The size of $\mathcal{H}$ can be seen as a measure of complexity.

We can decompose the error of an $ERM_\mathcal{H}$ (Empiric Risk Minimization algorithm):

\[L_{\mathcal{D}}(h_s) = \epsilon_{app} + \epsilon_{est}\]

Approximation error: $\epsilon_{app} = min_{h \in \mathcal{H}} L_{\mathcal{D}}(h)$. This is the error done by the best predictor among those considered. It is the bias we have in choosing a specific class $\mathcal{H}$.
Estimation error: $\epsilon_{est} = L_{\mathcal{D}}(h) - \epsilon_{app}$. This is the error difference from a used predictor and the best one. The larger $\mathcal{H}$ (complexity), the more predictors we consider and thus the larger $\epsilon_{est}$ is likely to be.

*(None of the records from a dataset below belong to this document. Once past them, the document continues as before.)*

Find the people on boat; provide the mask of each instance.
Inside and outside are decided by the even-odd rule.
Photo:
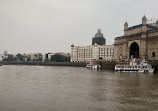
[[[115,66],[115,71],[120,72],[149,72],[153,73],[154,68],[152,65],[143,59],[139,64],[136,62],[135,58],[131,59],[130,63],[128,64],[117,64]]]

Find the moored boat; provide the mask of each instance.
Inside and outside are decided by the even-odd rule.
[[[98,64],[98,63],[95,63],[95,62],[89,62],[89,63],[86,65],[86,68],[87,68],[87,69],[100,69],[100,68],[101,68],[101,65]]]
[[[137,64],[135,59],[132,59],[129,64],[117,64],[115,66],[116,72],[147,72],[153,73],[154,68],[152,68],[151,64],[148,64],[148,61],[144,59]]]
[[[33,68],[42,68],[42,66],[37,66],[37,65],[35,65],[35,66],[32,66]]]

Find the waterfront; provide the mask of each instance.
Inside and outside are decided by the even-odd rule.
[[[84,67],[3,65],[0,111],[153,111],[158,75]]]

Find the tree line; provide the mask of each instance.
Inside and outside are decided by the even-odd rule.
[[[44,60],[43,60],[44,59]],[[54,54],[51,56],[50,60],[48,58],[44,58],[42,54],[35,54],[32,58],[31,55],[25,55],[25,54],[7,54],[6,57],[2,59],[2,61],[18,61],[18,62],[70,62],[70,57],[63,56],[60,54]]]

High complexity <=> $\epsilon_{app}$ (bias) low <=> $\epsilon_{est}$ high <=> overfitting

Low complexity <=> $\epsilon_{app}$ (bias) high <=> $\epsilon_{est}$ low <=> underfitting

We also call this trade-off the bias-variance trade-off since a high complexity leads to a high variance. For more details on the variance, see last section of the Trees chapter.